WRMT
- Rocky Mount, North Carolina; United States;
- Broadcast area: Rocky Mount–Wilson
- Frequency: 1490 kHz

Programming
- Format: Beach music

Ownership
- Owner: First Media Radio, LLC
- Sister stations: WPWZ, WDWG, WZAX

History
- First air date: December 15, 1958
- Call sign meaning: Rocky Mount

Technical information
- Licensing authority: FCC
- Facility ID: 73962
- Class: C
- Power: 1,000 watts
- Transmitter coordinates: 35°55′57″N 77°49′49″W﻿ / ﻿35.93250°N 77.83028°W
- Translator: 98.1 W251CX (Rocky Mount)

Links
- Public license information: Public file; LMS;

= WRMT =

Radio station in Rocky Mount, North Carolina

WRMT (1490 AM) is a radio station broadcasting a beach music format.
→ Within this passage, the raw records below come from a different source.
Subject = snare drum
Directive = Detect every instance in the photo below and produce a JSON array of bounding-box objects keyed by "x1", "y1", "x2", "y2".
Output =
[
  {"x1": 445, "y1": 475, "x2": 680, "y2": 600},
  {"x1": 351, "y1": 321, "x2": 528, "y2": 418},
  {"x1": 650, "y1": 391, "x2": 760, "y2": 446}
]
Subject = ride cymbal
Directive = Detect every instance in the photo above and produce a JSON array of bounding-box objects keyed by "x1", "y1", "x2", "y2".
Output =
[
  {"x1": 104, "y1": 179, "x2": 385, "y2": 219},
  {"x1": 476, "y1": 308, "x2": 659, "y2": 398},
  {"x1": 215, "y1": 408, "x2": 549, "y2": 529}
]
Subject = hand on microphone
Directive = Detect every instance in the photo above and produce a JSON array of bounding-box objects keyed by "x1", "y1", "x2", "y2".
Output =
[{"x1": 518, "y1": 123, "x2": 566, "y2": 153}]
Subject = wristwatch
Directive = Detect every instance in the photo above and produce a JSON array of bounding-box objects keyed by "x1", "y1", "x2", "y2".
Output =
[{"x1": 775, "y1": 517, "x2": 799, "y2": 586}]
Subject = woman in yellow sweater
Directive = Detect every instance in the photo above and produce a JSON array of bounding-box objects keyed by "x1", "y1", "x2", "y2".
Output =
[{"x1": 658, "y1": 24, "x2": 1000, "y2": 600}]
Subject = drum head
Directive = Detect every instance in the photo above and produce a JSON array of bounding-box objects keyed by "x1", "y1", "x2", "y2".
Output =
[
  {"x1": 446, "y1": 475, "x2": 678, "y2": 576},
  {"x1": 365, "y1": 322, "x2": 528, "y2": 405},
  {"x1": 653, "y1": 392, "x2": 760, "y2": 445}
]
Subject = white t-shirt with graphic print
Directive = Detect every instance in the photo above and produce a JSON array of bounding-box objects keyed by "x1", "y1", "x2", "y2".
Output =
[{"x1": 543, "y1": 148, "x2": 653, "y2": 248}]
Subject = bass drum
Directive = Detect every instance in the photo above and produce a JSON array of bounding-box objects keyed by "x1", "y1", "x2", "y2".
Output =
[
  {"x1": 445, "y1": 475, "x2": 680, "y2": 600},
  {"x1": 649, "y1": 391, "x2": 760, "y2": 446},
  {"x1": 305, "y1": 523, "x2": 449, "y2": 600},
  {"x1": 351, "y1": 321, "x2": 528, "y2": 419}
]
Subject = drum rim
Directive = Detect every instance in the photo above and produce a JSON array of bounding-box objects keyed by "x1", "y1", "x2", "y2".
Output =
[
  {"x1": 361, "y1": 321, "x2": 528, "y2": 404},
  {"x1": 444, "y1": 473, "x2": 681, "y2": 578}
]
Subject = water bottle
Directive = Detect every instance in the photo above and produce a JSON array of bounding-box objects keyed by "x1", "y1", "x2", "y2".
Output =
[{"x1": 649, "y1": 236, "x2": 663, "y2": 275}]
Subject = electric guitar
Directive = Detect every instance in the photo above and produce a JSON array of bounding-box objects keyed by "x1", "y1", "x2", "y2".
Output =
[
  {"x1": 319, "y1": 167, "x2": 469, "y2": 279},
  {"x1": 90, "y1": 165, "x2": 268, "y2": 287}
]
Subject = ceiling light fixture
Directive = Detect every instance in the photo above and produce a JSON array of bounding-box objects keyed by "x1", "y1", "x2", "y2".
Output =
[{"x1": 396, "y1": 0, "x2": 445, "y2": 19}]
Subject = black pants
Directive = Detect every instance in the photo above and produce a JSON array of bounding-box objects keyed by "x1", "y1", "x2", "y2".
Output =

Licensed to Rocky Mount, North Carolina, United States, it serves the Rocky Mount area. The station is owned by First Media Radio, LLC.

==History==

Logo as a Fox Sports Radio affiliate

In 2005, this station was ESPN Radio 1490 and aired high school sports. WRMT briefly aired gospel programming originating from Praise City Church.

In 2018, WRMT once again began to broadcast Rocky Mount High School football games.

On February 14, 2020, WRMT became 1490 "The Beach", playing Carolina beach music.